The William and Elizabeth (Bodanzky) Muschenheim House is a single-family home located at 1251 Heather Way in Ann Arbor, Michigan. It was listed on the National Register of Historic Places in 2016.

==History==
William Muschenheim was born in 1902 in New York City. He attended the Cutler School and Williams College, then enrolled in the architecture program at the Massachusetts Institute of Technology in 1921. In 1925, he applied to Peter Behrens's Master School of Architecture at the Academy of Fine Arts Vienna. Muschenheim graduated in 1929, married Elizabeth Bodanzky in Manheim, Germany and returned to the United States, where began working for the prominent New York architectural firm of Peabody, Wilson & Brown. Muschenheim left the firm in 1934 and began his own private practice, working primarily for residential clients located in New York and Long Island.
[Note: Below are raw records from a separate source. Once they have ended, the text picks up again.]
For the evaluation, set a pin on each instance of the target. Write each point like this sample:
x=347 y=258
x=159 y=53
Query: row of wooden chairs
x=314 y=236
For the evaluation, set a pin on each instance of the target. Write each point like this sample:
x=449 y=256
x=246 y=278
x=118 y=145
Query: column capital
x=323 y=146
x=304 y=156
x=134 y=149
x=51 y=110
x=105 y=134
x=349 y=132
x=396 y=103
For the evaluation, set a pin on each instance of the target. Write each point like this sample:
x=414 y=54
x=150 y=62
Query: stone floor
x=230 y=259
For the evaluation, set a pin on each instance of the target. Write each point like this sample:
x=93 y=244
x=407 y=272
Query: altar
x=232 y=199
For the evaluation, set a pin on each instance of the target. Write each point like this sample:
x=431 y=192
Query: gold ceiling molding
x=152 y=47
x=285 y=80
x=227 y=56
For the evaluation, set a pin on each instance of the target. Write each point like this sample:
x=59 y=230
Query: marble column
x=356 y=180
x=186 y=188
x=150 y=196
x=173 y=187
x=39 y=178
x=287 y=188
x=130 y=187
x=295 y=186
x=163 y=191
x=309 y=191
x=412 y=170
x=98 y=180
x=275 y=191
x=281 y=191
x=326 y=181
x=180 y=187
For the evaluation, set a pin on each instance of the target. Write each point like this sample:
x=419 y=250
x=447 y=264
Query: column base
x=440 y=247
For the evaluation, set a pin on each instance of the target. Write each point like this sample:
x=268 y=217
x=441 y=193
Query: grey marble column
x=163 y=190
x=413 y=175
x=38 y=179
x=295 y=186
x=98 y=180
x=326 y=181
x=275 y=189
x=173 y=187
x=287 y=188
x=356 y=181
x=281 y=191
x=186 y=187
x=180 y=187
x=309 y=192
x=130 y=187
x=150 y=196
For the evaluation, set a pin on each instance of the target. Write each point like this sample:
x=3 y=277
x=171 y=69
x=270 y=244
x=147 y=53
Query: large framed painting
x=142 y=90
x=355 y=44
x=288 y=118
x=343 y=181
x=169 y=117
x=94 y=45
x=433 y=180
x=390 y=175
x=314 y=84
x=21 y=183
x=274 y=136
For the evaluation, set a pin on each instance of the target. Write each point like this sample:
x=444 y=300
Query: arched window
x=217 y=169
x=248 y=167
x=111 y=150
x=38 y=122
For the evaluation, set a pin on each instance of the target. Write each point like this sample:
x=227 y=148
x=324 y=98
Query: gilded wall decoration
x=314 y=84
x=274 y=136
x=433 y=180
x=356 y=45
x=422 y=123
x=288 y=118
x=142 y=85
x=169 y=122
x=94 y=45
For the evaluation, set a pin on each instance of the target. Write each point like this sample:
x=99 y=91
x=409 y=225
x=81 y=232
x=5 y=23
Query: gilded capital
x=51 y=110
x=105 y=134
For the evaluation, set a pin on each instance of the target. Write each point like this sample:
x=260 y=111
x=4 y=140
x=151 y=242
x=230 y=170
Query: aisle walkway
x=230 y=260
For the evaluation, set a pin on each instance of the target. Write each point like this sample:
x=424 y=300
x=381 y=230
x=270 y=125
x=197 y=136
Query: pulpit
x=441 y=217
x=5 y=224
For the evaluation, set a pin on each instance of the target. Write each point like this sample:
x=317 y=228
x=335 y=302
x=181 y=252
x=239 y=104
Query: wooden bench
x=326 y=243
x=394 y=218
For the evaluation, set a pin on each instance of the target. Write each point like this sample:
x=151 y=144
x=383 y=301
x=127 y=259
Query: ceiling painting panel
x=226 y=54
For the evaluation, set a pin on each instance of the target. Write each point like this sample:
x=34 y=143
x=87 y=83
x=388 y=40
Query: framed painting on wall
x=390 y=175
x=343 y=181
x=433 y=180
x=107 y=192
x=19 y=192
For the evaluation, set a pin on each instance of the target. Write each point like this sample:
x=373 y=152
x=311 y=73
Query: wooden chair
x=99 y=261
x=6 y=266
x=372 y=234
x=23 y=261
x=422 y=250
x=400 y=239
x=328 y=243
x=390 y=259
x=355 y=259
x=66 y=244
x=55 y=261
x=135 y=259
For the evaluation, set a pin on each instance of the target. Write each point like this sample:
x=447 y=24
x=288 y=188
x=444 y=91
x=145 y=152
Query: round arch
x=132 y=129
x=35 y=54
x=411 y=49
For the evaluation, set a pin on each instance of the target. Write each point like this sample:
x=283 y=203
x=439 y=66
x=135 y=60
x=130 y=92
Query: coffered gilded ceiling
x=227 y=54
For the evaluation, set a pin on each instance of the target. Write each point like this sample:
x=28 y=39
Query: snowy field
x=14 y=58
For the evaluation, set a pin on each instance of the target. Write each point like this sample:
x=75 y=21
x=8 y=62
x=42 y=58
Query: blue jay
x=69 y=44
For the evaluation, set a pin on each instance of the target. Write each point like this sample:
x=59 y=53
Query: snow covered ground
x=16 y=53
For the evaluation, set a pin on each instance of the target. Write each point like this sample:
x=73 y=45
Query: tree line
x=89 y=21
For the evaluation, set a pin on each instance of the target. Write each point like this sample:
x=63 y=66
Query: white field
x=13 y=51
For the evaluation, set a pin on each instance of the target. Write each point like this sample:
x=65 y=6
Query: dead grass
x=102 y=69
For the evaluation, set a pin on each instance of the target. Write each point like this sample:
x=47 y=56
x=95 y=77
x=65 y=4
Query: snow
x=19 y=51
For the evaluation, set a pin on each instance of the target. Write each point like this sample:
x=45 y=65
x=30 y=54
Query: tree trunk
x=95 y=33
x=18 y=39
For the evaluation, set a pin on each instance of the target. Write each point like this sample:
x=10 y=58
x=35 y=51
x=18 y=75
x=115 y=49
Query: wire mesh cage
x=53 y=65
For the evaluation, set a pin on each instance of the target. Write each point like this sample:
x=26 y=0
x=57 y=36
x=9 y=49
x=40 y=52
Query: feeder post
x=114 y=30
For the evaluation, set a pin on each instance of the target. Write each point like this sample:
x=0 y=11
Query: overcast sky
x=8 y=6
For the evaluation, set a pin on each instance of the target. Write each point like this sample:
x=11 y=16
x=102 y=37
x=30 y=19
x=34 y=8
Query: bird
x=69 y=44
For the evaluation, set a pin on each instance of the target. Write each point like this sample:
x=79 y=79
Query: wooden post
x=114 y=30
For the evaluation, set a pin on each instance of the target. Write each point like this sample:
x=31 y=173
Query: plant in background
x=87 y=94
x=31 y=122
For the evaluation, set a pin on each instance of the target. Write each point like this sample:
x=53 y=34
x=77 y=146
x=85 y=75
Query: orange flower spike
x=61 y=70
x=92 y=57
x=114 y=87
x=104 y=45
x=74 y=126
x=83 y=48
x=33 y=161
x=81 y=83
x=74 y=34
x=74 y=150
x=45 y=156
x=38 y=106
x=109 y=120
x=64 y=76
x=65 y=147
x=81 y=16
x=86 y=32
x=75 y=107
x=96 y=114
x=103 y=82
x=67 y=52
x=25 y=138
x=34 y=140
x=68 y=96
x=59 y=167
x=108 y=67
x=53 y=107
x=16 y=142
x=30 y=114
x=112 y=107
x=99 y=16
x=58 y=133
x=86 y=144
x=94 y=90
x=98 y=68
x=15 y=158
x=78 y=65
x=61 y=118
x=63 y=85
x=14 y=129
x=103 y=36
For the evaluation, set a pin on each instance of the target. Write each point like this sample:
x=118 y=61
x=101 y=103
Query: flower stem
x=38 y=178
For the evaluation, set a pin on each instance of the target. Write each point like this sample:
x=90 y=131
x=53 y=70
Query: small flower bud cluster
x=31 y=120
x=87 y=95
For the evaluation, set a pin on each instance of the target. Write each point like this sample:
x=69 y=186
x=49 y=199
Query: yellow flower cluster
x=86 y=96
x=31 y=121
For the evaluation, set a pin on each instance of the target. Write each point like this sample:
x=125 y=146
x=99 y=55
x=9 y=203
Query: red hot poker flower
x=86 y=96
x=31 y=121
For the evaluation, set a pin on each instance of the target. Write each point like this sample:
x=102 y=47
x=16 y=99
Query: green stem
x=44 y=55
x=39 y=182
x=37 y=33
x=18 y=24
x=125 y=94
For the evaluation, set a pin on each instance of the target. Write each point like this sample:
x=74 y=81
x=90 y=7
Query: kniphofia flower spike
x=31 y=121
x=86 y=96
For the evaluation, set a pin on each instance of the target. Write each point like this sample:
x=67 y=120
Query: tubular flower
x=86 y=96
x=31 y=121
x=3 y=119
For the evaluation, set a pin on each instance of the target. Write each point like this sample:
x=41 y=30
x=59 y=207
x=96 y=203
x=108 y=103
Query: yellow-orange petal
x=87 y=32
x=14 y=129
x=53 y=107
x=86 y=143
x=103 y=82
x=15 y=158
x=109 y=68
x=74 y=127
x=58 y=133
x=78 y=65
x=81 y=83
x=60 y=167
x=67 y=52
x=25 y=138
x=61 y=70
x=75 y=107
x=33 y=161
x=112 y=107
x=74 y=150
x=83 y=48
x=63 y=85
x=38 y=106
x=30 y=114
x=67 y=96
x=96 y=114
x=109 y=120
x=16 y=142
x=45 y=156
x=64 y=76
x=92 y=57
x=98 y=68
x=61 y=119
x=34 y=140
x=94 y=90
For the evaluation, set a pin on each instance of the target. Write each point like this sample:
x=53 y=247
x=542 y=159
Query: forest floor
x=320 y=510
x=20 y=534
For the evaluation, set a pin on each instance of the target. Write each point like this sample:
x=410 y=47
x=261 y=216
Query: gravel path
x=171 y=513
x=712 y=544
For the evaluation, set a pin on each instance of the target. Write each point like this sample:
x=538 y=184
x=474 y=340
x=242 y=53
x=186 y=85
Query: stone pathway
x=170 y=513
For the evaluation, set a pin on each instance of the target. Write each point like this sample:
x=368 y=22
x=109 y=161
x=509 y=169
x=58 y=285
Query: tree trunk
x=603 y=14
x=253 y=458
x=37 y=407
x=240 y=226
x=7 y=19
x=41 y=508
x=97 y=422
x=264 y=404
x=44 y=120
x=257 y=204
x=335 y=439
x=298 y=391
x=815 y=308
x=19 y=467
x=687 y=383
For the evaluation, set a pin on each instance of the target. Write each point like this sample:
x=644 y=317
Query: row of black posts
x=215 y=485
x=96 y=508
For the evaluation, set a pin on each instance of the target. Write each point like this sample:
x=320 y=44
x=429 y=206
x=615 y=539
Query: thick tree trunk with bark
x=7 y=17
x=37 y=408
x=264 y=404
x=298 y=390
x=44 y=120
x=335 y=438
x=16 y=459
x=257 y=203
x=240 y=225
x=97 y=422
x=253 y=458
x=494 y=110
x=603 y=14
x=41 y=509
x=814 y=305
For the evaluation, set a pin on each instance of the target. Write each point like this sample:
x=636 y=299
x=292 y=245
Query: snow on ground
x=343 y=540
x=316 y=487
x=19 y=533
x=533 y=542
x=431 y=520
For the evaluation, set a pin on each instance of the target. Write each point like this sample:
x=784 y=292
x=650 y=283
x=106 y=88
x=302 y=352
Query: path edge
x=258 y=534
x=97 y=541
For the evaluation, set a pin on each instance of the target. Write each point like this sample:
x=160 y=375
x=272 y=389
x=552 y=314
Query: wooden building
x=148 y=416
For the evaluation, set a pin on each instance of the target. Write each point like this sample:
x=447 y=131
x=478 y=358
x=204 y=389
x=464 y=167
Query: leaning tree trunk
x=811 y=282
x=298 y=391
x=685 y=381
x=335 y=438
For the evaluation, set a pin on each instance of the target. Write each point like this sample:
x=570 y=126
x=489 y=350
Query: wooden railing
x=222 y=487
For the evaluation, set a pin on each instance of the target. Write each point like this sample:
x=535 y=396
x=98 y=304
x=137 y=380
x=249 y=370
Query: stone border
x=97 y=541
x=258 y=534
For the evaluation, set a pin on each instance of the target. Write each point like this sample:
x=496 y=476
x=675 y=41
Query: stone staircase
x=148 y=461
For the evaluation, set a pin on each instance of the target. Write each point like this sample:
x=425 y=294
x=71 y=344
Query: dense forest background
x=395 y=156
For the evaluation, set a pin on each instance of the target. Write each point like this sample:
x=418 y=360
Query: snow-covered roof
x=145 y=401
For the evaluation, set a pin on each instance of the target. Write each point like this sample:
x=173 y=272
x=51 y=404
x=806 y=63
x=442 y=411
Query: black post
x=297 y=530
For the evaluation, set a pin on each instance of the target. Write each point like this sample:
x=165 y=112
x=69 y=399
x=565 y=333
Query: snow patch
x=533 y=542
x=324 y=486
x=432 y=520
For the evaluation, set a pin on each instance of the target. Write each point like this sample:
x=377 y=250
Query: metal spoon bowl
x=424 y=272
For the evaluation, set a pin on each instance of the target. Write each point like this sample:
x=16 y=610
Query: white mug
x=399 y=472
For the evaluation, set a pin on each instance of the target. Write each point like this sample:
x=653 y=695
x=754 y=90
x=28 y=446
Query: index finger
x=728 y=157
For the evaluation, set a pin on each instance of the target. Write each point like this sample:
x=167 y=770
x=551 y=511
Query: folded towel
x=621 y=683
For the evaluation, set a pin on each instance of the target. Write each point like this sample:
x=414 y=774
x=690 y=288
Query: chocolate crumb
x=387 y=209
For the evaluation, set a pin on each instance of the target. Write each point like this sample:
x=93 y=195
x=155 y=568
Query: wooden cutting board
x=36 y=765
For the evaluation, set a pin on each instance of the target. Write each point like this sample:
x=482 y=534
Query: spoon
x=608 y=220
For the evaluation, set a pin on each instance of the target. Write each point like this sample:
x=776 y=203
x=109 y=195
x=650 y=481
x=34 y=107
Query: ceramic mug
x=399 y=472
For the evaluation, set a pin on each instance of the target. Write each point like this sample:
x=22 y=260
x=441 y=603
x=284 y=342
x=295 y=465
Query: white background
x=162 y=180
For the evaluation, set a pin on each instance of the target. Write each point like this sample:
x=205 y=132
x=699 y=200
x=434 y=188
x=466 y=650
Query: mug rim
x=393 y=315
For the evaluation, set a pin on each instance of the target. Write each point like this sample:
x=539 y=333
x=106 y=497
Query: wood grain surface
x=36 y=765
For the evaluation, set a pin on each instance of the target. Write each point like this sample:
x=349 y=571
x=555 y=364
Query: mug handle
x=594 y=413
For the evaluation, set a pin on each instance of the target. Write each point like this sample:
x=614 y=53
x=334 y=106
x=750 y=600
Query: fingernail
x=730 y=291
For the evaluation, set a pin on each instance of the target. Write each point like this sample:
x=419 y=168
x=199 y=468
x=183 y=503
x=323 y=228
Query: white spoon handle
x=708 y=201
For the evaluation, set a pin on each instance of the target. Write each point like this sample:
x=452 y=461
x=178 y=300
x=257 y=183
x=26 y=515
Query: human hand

In 1950, Muschenheim accepted a teaching position at the University of Michigan. In 1954, he built this house for his own use. He continued teaching at the University until his retirement in 1972, but remained active in the academic community. He lived in this house until his death in 1990.

==Description==
The Muschenheim House is a long, rectangular, five-bay concrete block and steel frame structure built on three levels. It has a low shed roof and curtain walls made from concrete block at the bottom, vertical colored cement siding, aluminum windows, and fascia and copper coping at the roof line. The street facade has a carport with a primary entrance through a wooden door with a large jalousie sidelight located nearby. A second door is within the carport, and a third door is located at the upslope end of the elevation. The windows are a combination of fixed wood units with integral aluminum awning windows, positioned high to ensure privacy while letting in natural light.

On the interior, the house contains approximately 3,300 square feet of living space, located on three levels. Rooms include three bedrooms, four bathrooms, a living and dining area, a kitchen, a study, an office and a basement/shop space. The interior plan is centered around an open living area, with bedrooms on one end and the kitchen on the other.